[openstack-dev] [oslo] log message translations
Doug Hellmann
doug.hellmann at dreamhost.com
Wed Jan 29 17:17:09 UTC 2014
On Wed, Jan 29, 2014 at 11:52 AM, Ben Nemec <openstack at nemebean.com> wrote:
> Okay, I think you've convinced me. Specific comments below.
>
> -Ben
>
> On 2014-01-29 07:05, Doug Hellmann wrote:
>
>
> On Tue, Jan 28, 2014 at 8:47 PM, Ben Nemec <openstack at nemebean.com> wrote:
>
>> On 2014-01-27 11:42, Doug Hellmann wrote:
>>
>> We have a blueprint open for separating translated log messages into
>> different domains so the translation team can prioritize them differently
>> (focusing on errors and warnings before debug messages, for example) [1].

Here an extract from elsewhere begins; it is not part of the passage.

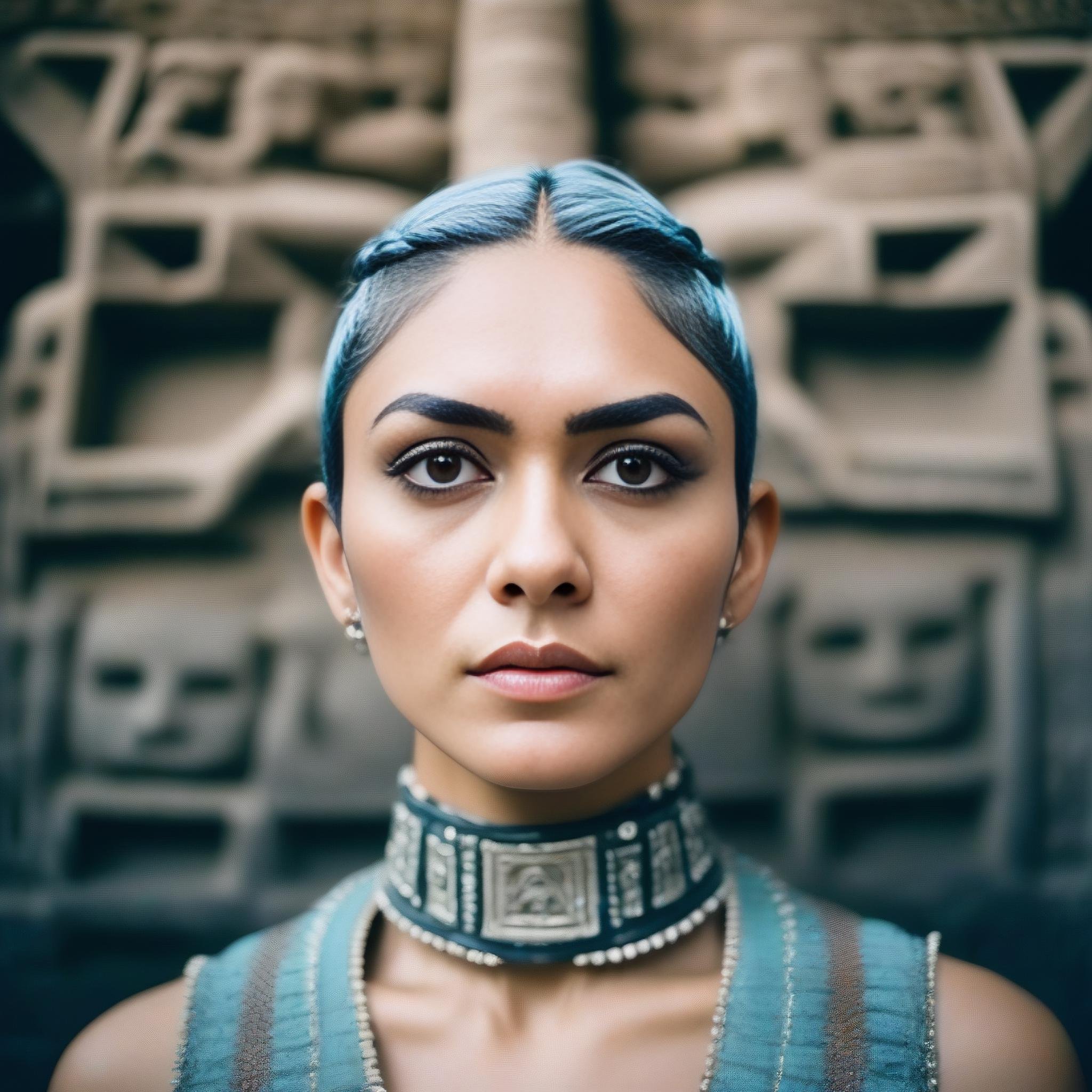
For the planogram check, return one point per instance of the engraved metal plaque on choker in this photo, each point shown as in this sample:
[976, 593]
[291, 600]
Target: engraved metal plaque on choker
[602, 889]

>> Some concerns were raised related to the review [2], and I would like to
>> address those in this thread and see if we can reach consensus about how to
>> proceed.
>> The implementation in [2] provides a set of new marker functions similar
>> to _(), one for each log level (we have _LE, LW, _LI, _LD, etc.). These
>> would be used in conjunction with _(), and reserved for log messages.
>> Exceptions, API messages, and other user-facing messages all would still be
>> marked for translation with _() and would (I assume) receive the highest
>> priority work from the translation team.
>> When the string extraction CI job is updated, we will have one "main"
>> catalog for each app or library, and additional catalogs for the log
>> levels. Those show up in transifex separately, but will be named in a way
>> that they are obviously related. Each translation team will be able to
>> decide, based on the requirements of their users, how to set priorities for
>> translating the different catalogs.
>> Existing strings being sent to the log and marked with _() will be
>> removed from the main catalog and moved to the appropriate
>> log-level-specific catalog when their marker function is changed. My
>> understanding is that transifex is smart enough to recognize the same
>> string from more than one source, and to suggest previous translations when
>> it sees the same text. This should make it easier for the translation teams
>> to "catch up" by reusing the translations they have already done, in the
>> new catalogs.
>> One concern that was raised was the need to mark all of the log messages
>> by hand. I investigated using extraction patterns like "LOG.debug(" and
>> "LOG.info(", but because of the way the translation actually works
>> internally we cannot do that. There are a few related reasons.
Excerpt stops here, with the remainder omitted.